Although Bush’s public position at the time of the meeting was that the door remained open for a diplomatic solution, hundreds of thousands of U.S. troops had already been deployed to Iraq’s border, and the White House had made its impatience clear. “Time is short,” Bush said in a news conference with [Spanish PM Jose Maria] Aznar the same day.

[Aznar] expressed hope that war might be avoided — or at least supported by a U.N. majority — and Bush said that outcome would be “the best solution for us” and “would also save us $50 billion,” referring to the initial U.S. estimate of what the Iraq war would cost. But Bush made it clear in the meeting that he expected to “be in Baghdad at the end of March.”
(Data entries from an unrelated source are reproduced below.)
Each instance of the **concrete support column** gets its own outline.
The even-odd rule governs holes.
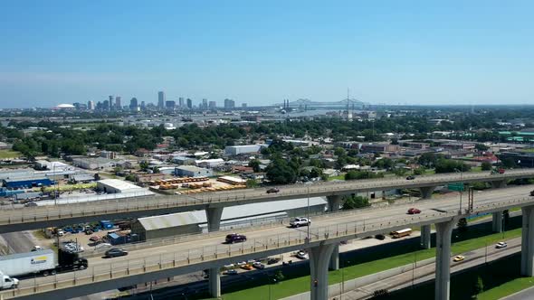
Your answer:
[[[207,220],[207,230],[216,231],[221,227],[221,216],[223,215],[222,207],[209,207],[205,209]],[[221,274],[219,267],[212,267],[208,270],[208,288],[210,295],[214,298],[221,297]]]
[[[335,246],[320,245],[309,249],[311,300],[327,300],[329,297],[329,261]]]
[[[434,192],[434,190],[435,190],[435,186],[424,186],[420,187],[419,190],[421,191],[422,199],[430,199],[432,198],[432,193]]]
[[[534,206],[523,207],[521,275],[534,277]]]
[[[424,249],[429,249],[431,247],[430,237],[432,233],[430,231],[430,225],[421,226],[421,248]]]
[[[221,297],[221,273],[218,267],[209,269],[209,294],[214,298]]]
[[[502,211],[493,212],[493,232],[502,232]]]
[[[454,221],[435,224],[435,300],[449,300],[451,288],[451,235]]]
[[[327,196],[327,202],[329,202],[329,211],[333,212],[339,211],[341,206],[340,195]],[[339,269],[339,245],[334,247],[334,250],[330,256],[329,268],[330,270]]]
[[[491,187],[493,189],[502,189],[506,187],[506,179],[503,180],[497,180],[494,182],[491,182]]]
[[[223,215],[222,207],[208,207],[205,209],[205,217],[207,220],[207,230],[216,231],[221,228],[221,216]]]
“It’s like Chinese water torture,” he said of the U.N. negotiations. “We’ve got to put an end to it.”

Bush noted that he had gone to the United Nations “despite differences in my own administration” and said it would be “great” if the proposed resolution was successful.

“The only thing that worries me is your optimism,” Aznar said.

“I’m optimistic because I believe I’m right,” Bush replied. “I’m at peace with myself.”


That apparently hasn’t changed, at least if the amount of sleep Bush is getting is any measure. However, some of us Americans spend our time at night wondering how a man so intellectually incurious and inflexible could possibly have persuaded fellow Americans to vote for him.